A combine (right) harvests the wheat while a baler (left) bales the stalks for straw. The soybeans, which were interseeded into the standing wheat remain.
Cover crops are one strategy to help Illinois agriculture meet the goals of the Illinois Nutrient Loss Reduction Strategy (NLRS), which calls for a 45% reduction of both nitrogen and phosphorus losses moving from the soil into Illinois’ waterways.
For us we’ve planted clover ahead of soybeans. Then used the leftover seed in both our cattle and horse pastures. We’ve also used oats and radish ahead of corn.
We’ve used rye ahead of corn with little luck. The rye attracted army worms that made a meal of 100 acres of corn seed. On the note of rye, in 2021 we interseeded soybeans into it in hopes of using the crimped rye as a mulch to block out weeds. We also were hoping to use the remaining rye for rylage for the cattle. Rye is a very thirsty crop and sucked what little water 2021 bestowed on us to the detriment of the soybean crop. It goes without saying that particular rye crop was terminated, and the soybeans were replanted.

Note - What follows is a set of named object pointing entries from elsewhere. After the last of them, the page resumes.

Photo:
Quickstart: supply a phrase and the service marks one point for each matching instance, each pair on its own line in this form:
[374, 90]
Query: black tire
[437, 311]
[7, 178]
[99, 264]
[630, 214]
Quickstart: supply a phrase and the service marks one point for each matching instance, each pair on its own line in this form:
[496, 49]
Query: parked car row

My favorite cover crop tool has been interseeding soybeans into wheat. Right as the soybeans begin to emerge, we use a crimper to “crimp” each stem in several places. The flattened wheat creates a mulch on top of the soil blocking out the weeds. Later in the growing season we come through with the combine and harvest the wheat. Candidly, the first time we tried interseeding soybeans we opted to go with a field in the far back, away from the road in case we failed miserably.
Farmers are amazing at amassing tools. Cover crops are another tool worth considering. We still opt to spray some fields and despite advancements in technology and science I still feel like a mad scientist when we mix the tank. But a safer mad scientist than 25 years ago.